Comic strip collectors will remember Alexander Braun and Taschen’s earlier complete, XXL-sized Little Nemo collection that delighted Winsor McCay fans and caused hernias everywhere. Braun is at it again. This beautiful but massive reprint captures the color Sundays from the last decade of Herriman’s life and career. Krazy Kat is the longtime darling of highbrow critics since the early 1920s, when Gilbert Seldes dubbed the strip one of the most satisfying works of art in the modern age. Since then critics gush over the gender-bending, mythologizing, philosophizing and satirizing “genius” of the strip. In recent decades scholars added a new dimension to reading Krazy as we discovered Herriman had been “passing” as white throughout his life. Herriman seems to have been the designated modernist Joyce of the medium’s history. And Braun does his part to further burnish Herriman’s stature in his very comprehensive and lengthy prose accompaniment. Reprinting Krazy at this scale also lets us lean back and appreciate Herriman’s mastery of movement, slapstick timing (He was a Mack Sennett fan), layout and use of the full page as a canvas.

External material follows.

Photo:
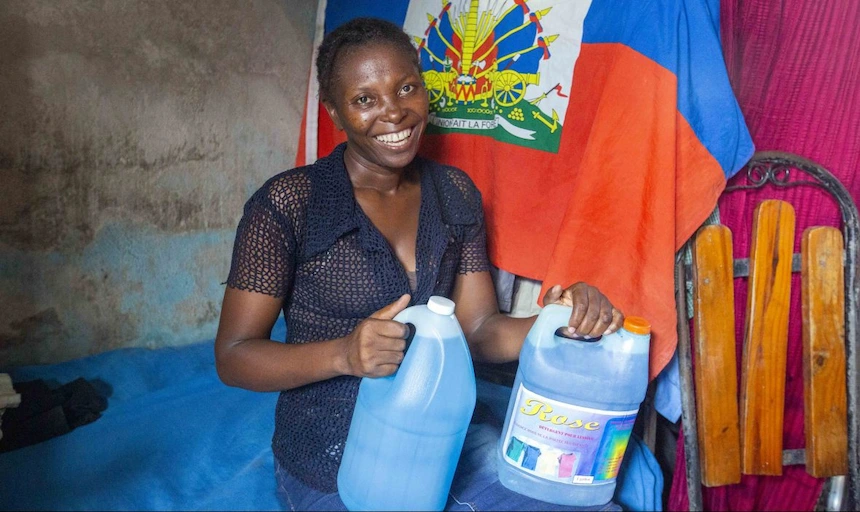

While on the subject of Kracy Kat, it is worth mentioning also that Fantagraphics Press just initiated yet another series it calls The George Herriman Library: Krazy & Ignatz, 1916-918. This edition of Herriman’s full page Krazys cover the same ground as an earlier softcover reprint from Fantagraphics. But this time we get hardcovers, with two years in each volume, and best of all larger, at 11.3″ x 13.8″.